Case 2: Adult Female With Severe AD and Alopecia Areata
The second case involved a fair-skinned woman aged 55 years with a long history of AD, asthma, and severe alopecia areata, eventually leading to alopecia totalis. Despite her overall good health, she was stressed from a divorce and had a history of recurrent cold sores. Her eczema covered 15% of her BSA, making her a candidate for treatment with topical ruxolitinib cream, approved for up to 20% BSA for AD.
Treatment Considerations
She had tried numerous treatments, including topical steroids, calcineurin inhibitors, and PDE4 inhibitors, with limited success. Posnick decided to start her on topical ruxolitinib cream and dupilumab for her severe AD. For immediate relief, high-potency topical steroids were prescribed for use until the other medications arrived. Due to her history of cold sores, a prescription for episodic antiviral treatment was provided rather than suppressive therapy.

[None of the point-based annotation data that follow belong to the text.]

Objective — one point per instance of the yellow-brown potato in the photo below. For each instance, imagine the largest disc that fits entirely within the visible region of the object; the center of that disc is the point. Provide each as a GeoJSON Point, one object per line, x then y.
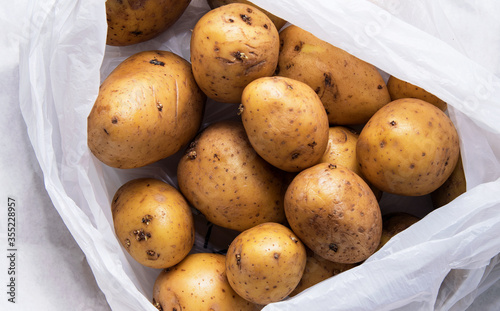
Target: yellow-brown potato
{"type": "Point", "coordinates": [265, 263]}
{"type": "Point", "coordinates": [198, 283]}
{"type": "Point", "coordinates": [334, 212]}
{"type": "Point", "coordinates": [454, 186]}
{"type": "Point", "coordinates": [401, 89]}
{"type": "Point", "coordinates": [228, 182]}
{"type": "Point", "coordinates": [285, 121]}
{"type": "Point", "coordinates": [409, 147]}
{"type": "Point", "coordinates": [341, 150]}
{"type": "Point", "coordinates": [317, 270]}
{"type": "Point", "coordinates": [135, 21]}
{"type": "Point", "coordinates": [278, 22]}
{"type": "Point", "coordinates": [153, 222]}
{"type": "Point", "coordinates": [351, 90]}
{"type": "Point", "coordinates": [231, 46]}
{"type": "Point", "coordinates": [147, 109]}
{"type": "Point", "coordinates": [395, 223]}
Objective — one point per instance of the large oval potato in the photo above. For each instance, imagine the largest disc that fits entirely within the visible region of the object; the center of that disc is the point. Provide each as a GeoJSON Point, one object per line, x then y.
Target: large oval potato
{"type": "Point", "coordinates": [134, 21]}
{"type": "Point", "coordinates": [402, 89]}
{"type": "Point", "coordinates": [231, 46]}
{"type": "Point", "coordinates": [285, 121]}
{"type": "Point", "coordinates": [153, 222]}
{"type": "Point", "coordinates": [278, 22]}
{"type": "Point", "coordinates": [265, 263]}
{"type": "Point", "coordinates": [147, 109]}
{"type": "Point", "coordinates": [228, 182]}
{"type": "Point", "coordinates": [198, 283]}
{"type": "Point", "coordinates": [351, 90]}
{"type": "Point", "coordinates": [409, 147]}
{"type": "Point", "coordinates": [334, 212]}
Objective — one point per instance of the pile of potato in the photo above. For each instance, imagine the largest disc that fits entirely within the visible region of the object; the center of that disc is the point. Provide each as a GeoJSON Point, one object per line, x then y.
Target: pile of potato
{"type": "Point", "coordinates": [320, 136]}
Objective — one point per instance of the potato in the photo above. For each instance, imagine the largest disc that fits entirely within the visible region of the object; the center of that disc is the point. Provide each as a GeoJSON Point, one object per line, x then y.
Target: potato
{"type": "Point", "coordinates": [198, 282]}
{"type": "Point", "coordinates": [409, 147]}
{"type": "Point", "coordinates": [278, 22]}
{"type": "Point", "coordinates": [228, 182]}
{"type": "Point", "coordinates": [153, 222]}
{"type": "Point", "coordinates": [317, 270]}
{"type": "Point", "coordinates": [147, 109]}
{"type": "Point", "coordinates": [134, 21]}
{"type": "Point", "coordinates": [231, 46]}
{"type": "Point", "coordinates": [395, 223]}
{"type": "Point", "coordinates": [334, 212]}
{"type": "Point", "coordinates": [453, 187]}
{"type": "Point", "coordinates": [351, 90]}
{"type": "Point", "coordinates": [285, 121]}
{"type": "Point", "coordinates": [265, 263]}
{"type": "Point", "coordinates": [401, 89]}
{"type": "Point", "coordinates": [341, 150]}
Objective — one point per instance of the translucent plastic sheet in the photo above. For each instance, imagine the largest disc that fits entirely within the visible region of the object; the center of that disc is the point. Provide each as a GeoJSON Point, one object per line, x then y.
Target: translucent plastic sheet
{"type": "Point", "coordinates": [448, 47]}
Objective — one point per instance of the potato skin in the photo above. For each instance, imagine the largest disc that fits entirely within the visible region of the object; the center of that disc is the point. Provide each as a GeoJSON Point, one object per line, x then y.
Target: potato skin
{"type": "Point", "coordinates": [401, 89]}
{"type": "Point", "coordinates": [351, 90]}
{"type": "Point", "coordinates": [334, 212]}
{"type": "Point", "coordinates": [135, 21]}
{"type": "Point", "coordinates": [228, 182]}
{"type": "Point", "coordinates": [153, 222]}
{"type": "Point", "coordinates": [231, 46]}
{"type": "Point", "coordinates": [278, 22]}
{"type": "Point", "coordinates": [409, 147]}
{"type": "Point", "coordinates": [198, 283]}
{"type": "Point", "coordinates": [147, 109]}
{"type": "Point", "coordinates": [285, 121]}
{"type": "Point", "coordinates": [265, 263]}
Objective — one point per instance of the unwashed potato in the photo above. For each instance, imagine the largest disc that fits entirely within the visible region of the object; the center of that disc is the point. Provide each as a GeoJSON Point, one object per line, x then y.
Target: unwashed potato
{"type": "Point", "coordinates": [153, 222]}
{"type": "Point", "coordinates": [198, 283]}
{"type": "Point", "coordinates": [278, 22]}
{"type": "Point", "coordinates": [409, 147]}
{"type": "Point", "coordinates": [317, 270]}
{"type": "Point", "coordinates": [334, 212]}
{"type": "Point", "coordinates": [351, 90]}
{"type": "Point", "coordinates": [265, 263]}
{"type": "Point", "coordinates": [341, 150]}
{"type": "Point", "coordinates": [147, 109]}
{"type": "Point", "coordinates": [395, 223]}
{"type": "Point", "coordinates": [402, 89]}
{"type": "Point", "coordinates": [453, 187]}
{"type": "Point", "coordinates": [231, 46]}
{"type": "Point", "coordinates": [134, 21]}
{"type": "Point", "coordinates": [228, 182]}
{"type": "Point", "coordinates": [285, 121]}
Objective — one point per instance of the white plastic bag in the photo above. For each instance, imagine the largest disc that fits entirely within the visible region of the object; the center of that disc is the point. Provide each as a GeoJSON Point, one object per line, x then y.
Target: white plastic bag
{"type": "Point", "coordinates": [448, 47]}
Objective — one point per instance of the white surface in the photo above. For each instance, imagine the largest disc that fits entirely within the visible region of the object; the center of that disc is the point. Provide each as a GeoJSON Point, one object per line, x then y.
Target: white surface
{"type": "Point", "coordinates": [52, 270]}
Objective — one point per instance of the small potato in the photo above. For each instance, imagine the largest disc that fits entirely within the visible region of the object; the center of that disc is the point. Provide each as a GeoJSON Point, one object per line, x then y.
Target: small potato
{"type": "Point", "coordinates": [231, 46]}
{"type": "Point", "coordinates": [285, 121]}
{"type": "Point", "coordinates": [153, 222]}
{"type": "Point", "coordinates": [198, 283]}
{"type": "Point", "coordinates": [409, 147]}
{"type": "Point", "coordinates": [401, 89]}
{"type": "Point", "coordinates": [453, 187]}
{"type": "Point", "coordinates": [317, 270]}
{"type": "Point", "coordinates": [395, 223]}
{"type": "Point", "coordinates": [265, 263]}
{"type": "Point", "coordinates": [228, 182]}
{"type": "Point", "coordinates": [147, 109]}
{"type": "Point", "coordinates": [278, 22]}
{"type": "Point", "coordinates": [334, 212]}
{"type": "Point", "coordinates": [134, 21]}
{"type": "Point", "coordinates": [351, 90]}
{"type": "Point", "coordinates": [341, 150]}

Relationship Between AD and Alopecia Areata
The patient responded well to ruxolitinib cream and dupilumab, experiencing significant improvement in her eczema. However, there was no change in her alopecia areata. Posnick discussed the relationship between AD and alopecia areata, noting that although AD is more common, a significant percentage of patients with alopecia areata also have AD.
Consideration of Oral JAK Inhibitors
The potential use of oral JAK inhibitors for patients with both conditions was also discussed, emphasizing the need to consider safety and efficacy when choosing systemic treatments. Posnick concluded that oral JAK inhibitors should be a second-line systemic treatment for AD due to their safety profile.